Extract Normal Form from XML
<Historic>
-----<ReturnData Year="2010">
----- -----<ReturnHistory>
----- -----<Return StoreDate="2010-07-31" Type="1">
----- -----<EndDate>2010-01-31</EndDate>
----- -----<ReturnDetail TimePeriod="1">
----- ----- -----<Value>2.83</Value>
----- ----- </ReturnDetail>
----- -----</Return>
----- </ReturnData>
-----<ReturnData Year="2010">
----- -----<ReturnHistory>
----- -----<Return StoreDate="2010-07-31" Type="1">
----- -----<EndDate>2010-01-31</EndDate>
----- -----<ReturnDetail TimePeriod="2">
----- ----- -----<Value>1.83</Value>
----- ----- </ReturnDetail>
----- -----</Return>
----- </ReturnData>
<Historic>
I'm storing this in a table as follows:
Table Name = Historical
Columns开发者_运维知识库
StockId : int
StockCode: string
Year:int
StoreDate: datetime
EndDate: datetime
ReturnTypeId: int
TimePeriodId: int
Is my table in the third normal form?
Would you recommend this structure or should I create corresponding tables for each parent node i.e. normalise it further?

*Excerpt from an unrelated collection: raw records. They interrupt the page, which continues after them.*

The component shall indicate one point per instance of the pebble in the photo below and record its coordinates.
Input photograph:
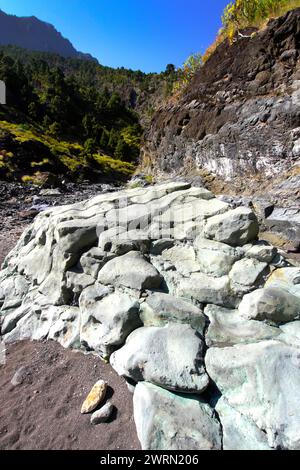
(102, 415)
(95, 397)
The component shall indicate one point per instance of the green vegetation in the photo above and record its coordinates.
(237, 16)
(78, 109)
(253, 13)
(53, 157)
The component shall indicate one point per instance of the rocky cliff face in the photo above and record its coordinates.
(34, 34)
(241, 114)
(172, 287)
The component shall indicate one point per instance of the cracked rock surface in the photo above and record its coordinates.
(174, 289)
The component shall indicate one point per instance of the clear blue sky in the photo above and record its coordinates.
(136, 34)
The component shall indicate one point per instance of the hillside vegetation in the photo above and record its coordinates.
(238, 17)
(76, 109)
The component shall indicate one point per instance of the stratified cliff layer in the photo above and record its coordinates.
(241, 113)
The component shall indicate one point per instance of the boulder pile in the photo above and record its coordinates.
(173, 287)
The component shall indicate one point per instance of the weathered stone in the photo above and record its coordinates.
(182, 258)
(93, 260)
(103, 415)
(239, 431)
(287, 279)
(262, 252)
(12, 291)
(271, 304)
(195, 210)
(206, 289)
(95, 397)
(158, 246)
(227, 328)
(161, 309)
(171, 357)
(141, 275)
(247, 275)
(214, 258)
(261, 381)
(168, 421)
(236, 227)
(66, 330)
(107, 319)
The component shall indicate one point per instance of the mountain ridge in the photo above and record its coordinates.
(34, 34)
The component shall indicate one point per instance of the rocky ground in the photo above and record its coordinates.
(19, 205)
(178, 293)
(43, 411)
(49, 368)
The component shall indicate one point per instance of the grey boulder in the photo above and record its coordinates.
(171, 357)
(168, 421)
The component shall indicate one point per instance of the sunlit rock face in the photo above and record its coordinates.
(172, 286)
(240, 114)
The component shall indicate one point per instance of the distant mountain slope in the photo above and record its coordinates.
(34, 34)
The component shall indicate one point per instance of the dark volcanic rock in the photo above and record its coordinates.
(241, 113)
(34, 34)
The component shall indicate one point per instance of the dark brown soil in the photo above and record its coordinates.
(43, 412)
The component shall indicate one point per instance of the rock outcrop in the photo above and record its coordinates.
(173, 287)
(238, 123)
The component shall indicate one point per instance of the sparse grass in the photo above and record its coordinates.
(68, 155)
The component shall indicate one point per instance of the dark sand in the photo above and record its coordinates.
(44, 411)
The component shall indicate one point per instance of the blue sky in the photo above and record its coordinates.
(136, 34)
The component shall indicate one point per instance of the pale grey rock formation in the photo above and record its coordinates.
(273, 304)
(236, 227)
(227, 328)
(172, 286)
(132, 271)
(160, 309)
(170, 421)
(171, 357)
(261, 381)
(239, 431)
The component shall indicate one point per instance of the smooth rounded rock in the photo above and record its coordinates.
(95, 397)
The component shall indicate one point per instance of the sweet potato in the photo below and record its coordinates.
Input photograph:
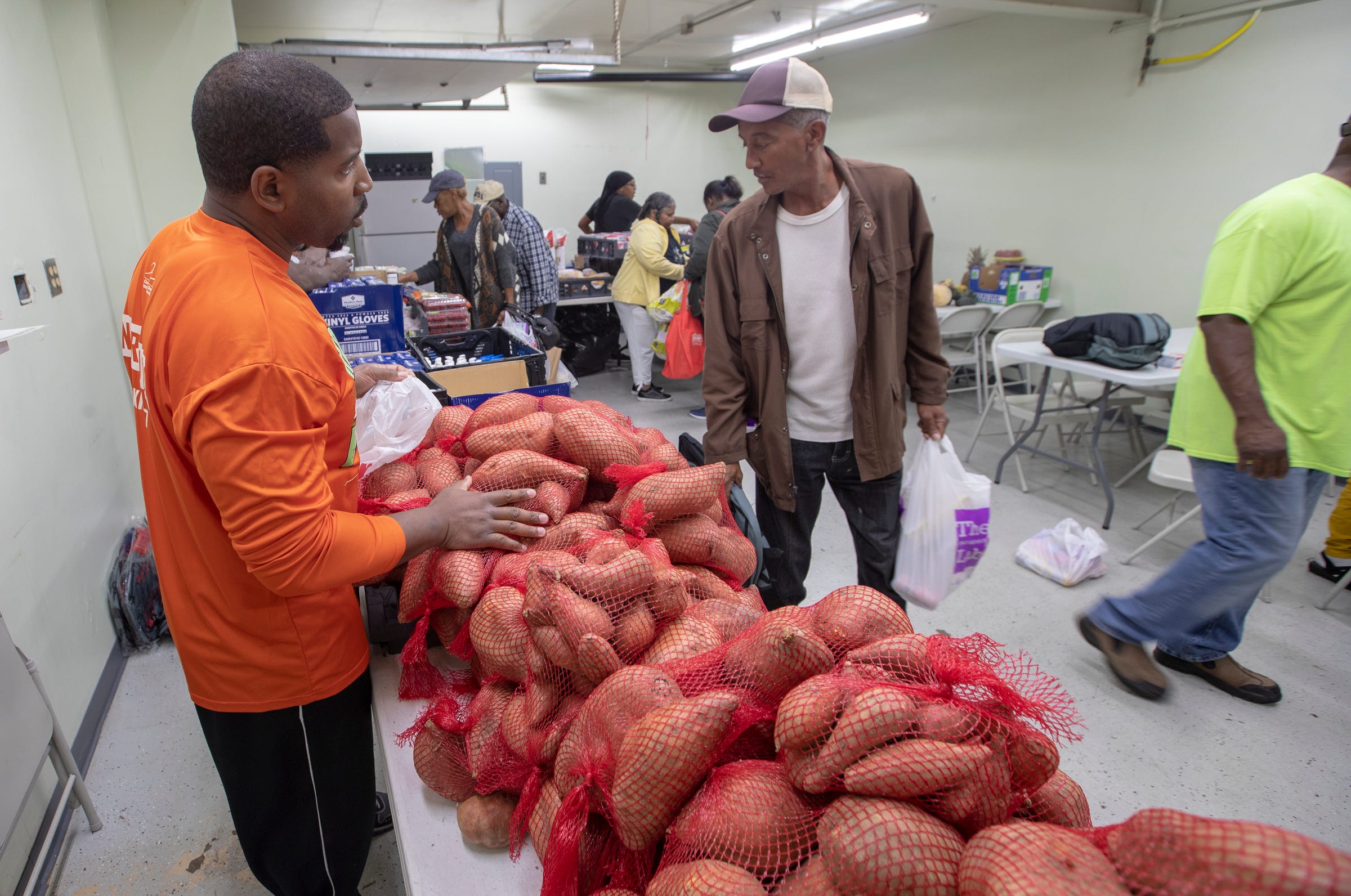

Just from the structure, there's no clear way to answer this - whether a table is in 3NF or not is largely dependant on the meaning and the "semantics" of the data stored in that table.
I'm just guessing here: the Year
column is most likely dependent on the StoreDate
(or EndDate
) column - right?
Also, more guessing: StockCode
and StockId
are dependant on one another - this also violates 3NF - try to put your stock information into a separate table:
Stock Information
StockId INT
StockCode STRING
and then keep only the StockId
in your actual table and add a reference from your table to StockInformation
on the StockId
column.
If you remove those two issues, there's a good chance your table could now be in 3NF - but again, that depends on that data stored and what that really means - cannot accurately check for 3NF just based on the structure of the fields.